Engineered for Agentic AI: NVIDIA HGX B300 on CoreWeave Cloud

Harsh Singh Banwait

As demand for agentic AI accelerates the shift toward inference workloads, cloud infrastructure requirements are evolving significantly. Long context windows require expanded memory. Multi-reasoning drives sustained GPU utilization. Agent coordination depends on low-latency, high-bandwidth interconnects across large-scale clusters. Running agentic AI at scale requires powerful accelerators combined with an AI-native cloud that delivers consistent performance, operational visibility, and scalability.

Today, we are proud to announce that NVIDIA HGX B300 is now generally available on CoreWeave Cloud, with AI pioneers like Cursor already moving toward production workloads.

NVIDIA HGX B300 doubles interconnect speed with NVIDIA Quantum-X800 InfiniBand networking, NVIDIA BlueField-3 data processing units (DPUs), and 800 Gbps NVIDIA ConnectX-8 SuperNICs, enhancing NVFP4 inference performance, and increasing GPU memory capacity by 50% over the NVIDIA HGX B200. CoreWeave unlocks NVIDIA HGX B300 at scale, with our benchmarks demonstrating 3.42x faster token generation on Kimi K2.5 and 4.93x faster end-to-end request latency on DeepSeek-R1 (vs. NVIDIA HGX H200).

This milestone marks another step forward in advancing agentic AI—powered by an AI cloud that unlocks the performance of the latest-generation GPUs and backed by our relentless commitment to trusted partnership, unmatched speed, and validated performance for every AI pioneer.

Why AI pioneers like Cursor and Decart AI partner with CoreWeave for NVIDIA HGX B300

For organizations building agentic AI, where long-context inference, multi-step reasoning, and distributed coordination amplify infrastructure risk, a trusted partner is non-negotiable. CoreWeave provides direct-to-expert support that evolves alongside rapidly changing model architectures, across multiple generations of accelerators. Customers like Mistral have praised this hands-on support, noting that it allows their team to run jobs overnight with confidence and frees them to focus on building models.
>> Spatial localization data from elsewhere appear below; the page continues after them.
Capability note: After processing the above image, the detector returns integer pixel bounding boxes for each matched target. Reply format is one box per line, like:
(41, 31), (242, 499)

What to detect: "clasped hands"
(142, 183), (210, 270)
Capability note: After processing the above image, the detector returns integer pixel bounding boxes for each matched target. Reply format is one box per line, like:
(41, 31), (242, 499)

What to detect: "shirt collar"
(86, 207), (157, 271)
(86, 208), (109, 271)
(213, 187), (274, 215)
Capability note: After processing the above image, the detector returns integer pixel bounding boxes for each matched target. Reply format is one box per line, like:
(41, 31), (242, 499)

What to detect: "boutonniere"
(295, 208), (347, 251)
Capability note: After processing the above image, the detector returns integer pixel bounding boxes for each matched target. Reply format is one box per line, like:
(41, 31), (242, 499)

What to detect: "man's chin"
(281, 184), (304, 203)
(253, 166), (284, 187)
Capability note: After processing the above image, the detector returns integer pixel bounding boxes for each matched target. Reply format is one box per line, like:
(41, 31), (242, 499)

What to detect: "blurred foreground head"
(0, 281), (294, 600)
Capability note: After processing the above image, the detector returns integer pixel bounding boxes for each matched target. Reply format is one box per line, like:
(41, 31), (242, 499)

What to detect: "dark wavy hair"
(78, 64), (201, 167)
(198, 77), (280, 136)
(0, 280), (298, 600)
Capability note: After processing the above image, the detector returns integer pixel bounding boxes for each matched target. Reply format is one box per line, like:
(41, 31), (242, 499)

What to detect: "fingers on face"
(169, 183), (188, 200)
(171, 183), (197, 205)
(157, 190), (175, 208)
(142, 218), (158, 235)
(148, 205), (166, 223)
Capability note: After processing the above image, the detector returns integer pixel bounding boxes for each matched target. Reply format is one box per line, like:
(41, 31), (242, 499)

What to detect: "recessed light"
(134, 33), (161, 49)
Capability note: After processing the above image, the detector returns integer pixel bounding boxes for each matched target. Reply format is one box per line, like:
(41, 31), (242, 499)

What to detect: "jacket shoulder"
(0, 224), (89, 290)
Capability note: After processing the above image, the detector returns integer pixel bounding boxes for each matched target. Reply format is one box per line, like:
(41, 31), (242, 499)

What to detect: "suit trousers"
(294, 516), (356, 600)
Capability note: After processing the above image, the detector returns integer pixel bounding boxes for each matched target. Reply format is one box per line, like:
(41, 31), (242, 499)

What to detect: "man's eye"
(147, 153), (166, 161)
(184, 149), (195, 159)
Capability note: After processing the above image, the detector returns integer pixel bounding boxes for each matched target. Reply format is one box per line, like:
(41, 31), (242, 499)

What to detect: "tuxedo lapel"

Our support is why AI leaders such as Cursor and Decart AI choose CoreWeave Cloud for the latest NVIDIA GPUs:

"We’ve already run production workloads with CoreWeave on NVIDIA HGX B200, and that experience built real confidence in their ability to operate at scale. What mattered to us was predictable performance, operational reliability, and having a partner who could support us as our requirements evolved. As we move toward B300, that proven operating model and continuity in execution give us confidence to focus on building more capable AI code generation systems, rather than worrying about infrastructure risk."
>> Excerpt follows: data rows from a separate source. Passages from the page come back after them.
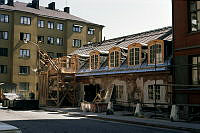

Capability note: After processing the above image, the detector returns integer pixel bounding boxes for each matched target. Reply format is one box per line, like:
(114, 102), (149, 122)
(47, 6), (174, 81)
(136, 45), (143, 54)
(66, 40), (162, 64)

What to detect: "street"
(0, 109), (188, 133)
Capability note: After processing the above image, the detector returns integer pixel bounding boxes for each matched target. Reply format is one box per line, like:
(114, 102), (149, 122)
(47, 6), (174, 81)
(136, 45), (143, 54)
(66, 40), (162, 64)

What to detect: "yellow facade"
(0, 3), (103, 99)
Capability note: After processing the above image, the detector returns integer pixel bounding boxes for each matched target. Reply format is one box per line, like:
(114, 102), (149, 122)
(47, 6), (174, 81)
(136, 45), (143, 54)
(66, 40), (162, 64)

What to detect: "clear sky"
(15, 0), (172, 39)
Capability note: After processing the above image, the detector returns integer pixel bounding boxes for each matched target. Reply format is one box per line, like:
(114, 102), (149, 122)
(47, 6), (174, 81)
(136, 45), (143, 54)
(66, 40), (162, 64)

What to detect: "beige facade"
(0, 1), (103, 99)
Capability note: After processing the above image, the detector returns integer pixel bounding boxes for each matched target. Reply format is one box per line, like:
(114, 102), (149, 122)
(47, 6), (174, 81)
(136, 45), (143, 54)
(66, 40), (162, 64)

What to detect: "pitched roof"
(0, 1), (103, 26)
(70, 26), (172, 56)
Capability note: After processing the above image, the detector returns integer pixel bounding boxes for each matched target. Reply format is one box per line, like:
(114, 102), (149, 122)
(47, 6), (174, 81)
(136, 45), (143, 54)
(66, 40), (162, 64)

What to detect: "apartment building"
(0, 0), (103, 99)
(173, 0), (200, 104)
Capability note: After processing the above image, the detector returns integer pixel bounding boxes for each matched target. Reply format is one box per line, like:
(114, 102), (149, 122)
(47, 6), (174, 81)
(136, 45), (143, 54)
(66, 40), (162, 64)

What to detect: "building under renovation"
(38, 27), (173, 109)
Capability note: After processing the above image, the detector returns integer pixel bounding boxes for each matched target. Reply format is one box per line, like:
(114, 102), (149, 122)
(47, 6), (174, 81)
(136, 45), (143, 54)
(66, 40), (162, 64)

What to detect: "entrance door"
(84, 84), (100, 102)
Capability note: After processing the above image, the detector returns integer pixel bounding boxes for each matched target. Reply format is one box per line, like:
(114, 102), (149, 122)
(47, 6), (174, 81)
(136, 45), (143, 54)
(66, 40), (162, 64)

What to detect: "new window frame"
(90, 51), (100, 70)
(128, 44), (141, 66)
(109, 47), (121, 68)
(148, 40), (164, 65)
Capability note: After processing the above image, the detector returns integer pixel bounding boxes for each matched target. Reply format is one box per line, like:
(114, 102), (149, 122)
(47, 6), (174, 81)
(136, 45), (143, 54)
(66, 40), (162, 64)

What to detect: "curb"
(42, 108), (200, 133)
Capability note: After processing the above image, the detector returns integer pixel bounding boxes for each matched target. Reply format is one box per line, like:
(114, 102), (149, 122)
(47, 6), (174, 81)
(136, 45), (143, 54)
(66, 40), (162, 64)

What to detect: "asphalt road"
(0, 109), (189, 133)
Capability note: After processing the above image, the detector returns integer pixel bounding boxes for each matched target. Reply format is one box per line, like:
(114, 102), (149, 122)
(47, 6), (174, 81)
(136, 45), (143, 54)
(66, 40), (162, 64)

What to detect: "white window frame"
(110, 51), (120, 68)
(20, 49), (30, 58)
(0, 14), (9, 23)
(149, 43), (162, 64)
(20, 16), (31, 25)
(38, 20), (45, 28)
(73, 39), (81, 48)
(57, 23), (64, 31)
(129, 47), (140, 66)
(48, 21), (54, 29)
(0, 31), (8, 40)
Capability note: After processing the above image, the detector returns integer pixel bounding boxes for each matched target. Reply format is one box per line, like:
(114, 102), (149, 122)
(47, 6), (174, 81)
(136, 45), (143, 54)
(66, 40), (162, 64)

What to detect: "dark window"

— Aman Sanger, Co-founder, Cursor

"At Decart, we transform video from a static medium into a living, responsive world experience. Our partnership with CoreWeave has enabled us to run NVIDIA HGX B200 at production scale and push the boundaries of training and inference, while delivering seamless interactive video experiences via the CoreWeave stack. With the NVIDIA HGX B300 and the upcoming NVIDIA Vera Rubin platform, we are effectively enabling a new level of massively scalable real-time generative and agentic AI."
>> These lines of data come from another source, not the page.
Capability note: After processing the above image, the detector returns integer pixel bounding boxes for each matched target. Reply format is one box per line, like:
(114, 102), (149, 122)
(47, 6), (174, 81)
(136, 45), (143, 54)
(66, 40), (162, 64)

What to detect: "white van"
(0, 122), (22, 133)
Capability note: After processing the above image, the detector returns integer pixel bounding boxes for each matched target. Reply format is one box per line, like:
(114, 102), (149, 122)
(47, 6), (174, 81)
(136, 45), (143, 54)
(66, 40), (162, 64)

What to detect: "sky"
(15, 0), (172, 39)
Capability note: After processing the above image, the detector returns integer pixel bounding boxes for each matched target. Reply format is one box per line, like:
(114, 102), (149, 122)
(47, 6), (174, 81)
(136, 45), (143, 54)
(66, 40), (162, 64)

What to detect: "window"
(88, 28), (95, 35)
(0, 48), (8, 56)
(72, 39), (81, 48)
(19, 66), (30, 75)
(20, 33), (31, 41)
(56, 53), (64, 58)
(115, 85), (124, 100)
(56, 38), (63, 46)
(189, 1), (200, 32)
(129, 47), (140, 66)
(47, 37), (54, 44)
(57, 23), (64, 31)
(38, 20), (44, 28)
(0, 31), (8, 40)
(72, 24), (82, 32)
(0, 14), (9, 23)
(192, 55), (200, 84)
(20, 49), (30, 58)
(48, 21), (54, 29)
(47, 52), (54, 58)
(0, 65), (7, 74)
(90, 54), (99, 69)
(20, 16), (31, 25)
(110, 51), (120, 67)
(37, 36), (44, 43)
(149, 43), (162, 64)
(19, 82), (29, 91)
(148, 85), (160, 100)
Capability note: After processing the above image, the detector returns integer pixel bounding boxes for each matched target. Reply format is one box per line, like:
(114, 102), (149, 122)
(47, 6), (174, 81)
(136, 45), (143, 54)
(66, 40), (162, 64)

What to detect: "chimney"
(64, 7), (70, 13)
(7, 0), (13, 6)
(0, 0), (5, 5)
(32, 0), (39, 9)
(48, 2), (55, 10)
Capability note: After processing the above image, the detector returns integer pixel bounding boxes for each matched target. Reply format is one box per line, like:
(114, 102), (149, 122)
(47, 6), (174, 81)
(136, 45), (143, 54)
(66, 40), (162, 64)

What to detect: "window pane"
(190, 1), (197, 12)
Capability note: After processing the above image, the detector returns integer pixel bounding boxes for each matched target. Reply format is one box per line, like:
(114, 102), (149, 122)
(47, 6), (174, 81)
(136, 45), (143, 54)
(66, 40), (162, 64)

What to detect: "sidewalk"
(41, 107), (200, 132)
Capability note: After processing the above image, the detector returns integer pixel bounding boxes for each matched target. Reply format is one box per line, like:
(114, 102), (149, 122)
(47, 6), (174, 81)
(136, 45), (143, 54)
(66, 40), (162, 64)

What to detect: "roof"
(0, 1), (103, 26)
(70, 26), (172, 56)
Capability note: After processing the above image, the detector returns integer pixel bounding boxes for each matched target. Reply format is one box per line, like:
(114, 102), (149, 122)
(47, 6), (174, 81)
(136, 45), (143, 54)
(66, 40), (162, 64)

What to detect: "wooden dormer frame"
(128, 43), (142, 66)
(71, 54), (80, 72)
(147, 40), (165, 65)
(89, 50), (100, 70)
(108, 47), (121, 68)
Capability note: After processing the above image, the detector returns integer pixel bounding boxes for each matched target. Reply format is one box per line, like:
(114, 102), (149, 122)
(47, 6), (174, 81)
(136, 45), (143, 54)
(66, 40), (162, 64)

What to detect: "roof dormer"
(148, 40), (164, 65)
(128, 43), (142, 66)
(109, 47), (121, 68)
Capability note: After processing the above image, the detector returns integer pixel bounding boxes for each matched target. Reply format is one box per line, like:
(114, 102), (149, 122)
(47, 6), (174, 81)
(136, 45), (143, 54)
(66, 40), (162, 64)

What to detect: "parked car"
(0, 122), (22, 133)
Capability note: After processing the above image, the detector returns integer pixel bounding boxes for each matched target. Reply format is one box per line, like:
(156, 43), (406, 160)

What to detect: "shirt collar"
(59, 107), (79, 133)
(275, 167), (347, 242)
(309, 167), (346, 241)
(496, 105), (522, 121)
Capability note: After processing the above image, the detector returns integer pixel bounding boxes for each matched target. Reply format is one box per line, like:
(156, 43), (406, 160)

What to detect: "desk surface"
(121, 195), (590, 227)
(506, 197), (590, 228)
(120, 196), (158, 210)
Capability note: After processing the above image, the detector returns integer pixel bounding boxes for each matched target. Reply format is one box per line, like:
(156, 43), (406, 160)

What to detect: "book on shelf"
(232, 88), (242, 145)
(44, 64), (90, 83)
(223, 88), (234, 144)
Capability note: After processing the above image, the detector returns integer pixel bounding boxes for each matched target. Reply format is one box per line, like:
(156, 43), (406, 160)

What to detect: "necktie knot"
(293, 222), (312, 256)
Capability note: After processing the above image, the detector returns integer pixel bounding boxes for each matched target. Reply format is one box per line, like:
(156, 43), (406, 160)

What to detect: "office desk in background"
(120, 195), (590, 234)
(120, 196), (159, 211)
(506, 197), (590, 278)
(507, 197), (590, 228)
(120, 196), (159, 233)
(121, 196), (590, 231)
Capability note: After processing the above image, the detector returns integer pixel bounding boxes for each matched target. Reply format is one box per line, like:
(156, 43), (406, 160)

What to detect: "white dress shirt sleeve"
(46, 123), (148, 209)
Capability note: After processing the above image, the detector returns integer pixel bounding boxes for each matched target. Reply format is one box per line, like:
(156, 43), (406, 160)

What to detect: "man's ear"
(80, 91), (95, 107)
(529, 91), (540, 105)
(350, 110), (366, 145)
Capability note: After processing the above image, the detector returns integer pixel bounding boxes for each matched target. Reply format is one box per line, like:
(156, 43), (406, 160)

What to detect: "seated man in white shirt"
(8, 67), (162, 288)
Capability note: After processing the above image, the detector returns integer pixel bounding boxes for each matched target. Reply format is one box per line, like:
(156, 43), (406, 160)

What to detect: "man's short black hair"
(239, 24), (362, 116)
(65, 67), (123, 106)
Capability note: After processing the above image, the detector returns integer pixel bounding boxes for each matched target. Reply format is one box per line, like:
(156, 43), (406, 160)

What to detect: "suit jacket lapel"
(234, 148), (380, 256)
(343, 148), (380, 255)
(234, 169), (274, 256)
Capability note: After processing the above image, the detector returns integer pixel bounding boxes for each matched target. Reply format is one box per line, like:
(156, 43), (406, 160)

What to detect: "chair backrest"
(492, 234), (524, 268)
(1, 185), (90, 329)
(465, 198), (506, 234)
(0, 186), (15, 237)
— Orian Leitersdorf, Chief Scientist, Decart

CoreWeave’s direct-to-expert support reduces uncertainty, accelerates deployment, and ensures performance scales as workloads grow more complex.

Accelerated pace that drives breakthroughs

Agentic AI development is iterative: models must be evaluated, fine-tuned, and orchestrated across agents in continuous development loops. An infrastructure platform must reduce this friction across the entire cycle.

Early, production-grade signals—along with the tools and operational visibility to act on them—are critical for reducing inefficiencies in agentic AI development. This is exactly what CoreWeave Mission Control™ provides, while shifting the responsibility for maintaining NVIDIA HGX B300 cluster health from your team to ours. NVIDIA HGX B300 instances are natively integrated with our advanced fleet lifecycle controllers. This ensures rapid, AI-native provisioning and orchestration, ensuring high availability that allows you to begin training or fine-tuning with NVIDIA HGX B300 within hours, not weeks. This reduces time lost to infrastructure setup and manual coordination. We also provide a real-time, deep view of NVIDIA HGX B300 instance performance, delivering actionable insights into NVIDIA NVLink performance, GPU utilization, and other key metrics.

To accelerate the development pace even further, CoreWeave provides a Kubernetes-native orchestration layer purpose-built for large-scale distributed AI systems, CoreWeave Kubernetes Service (CKS). CKS enables you to deploy, scale, and manage agent workflows with production-grade reliability and tight GPU integration. Slurm on Kubernetes (SUNK) extends this by allowing you to run more experiments in parallel while maximizing GPU efficiency.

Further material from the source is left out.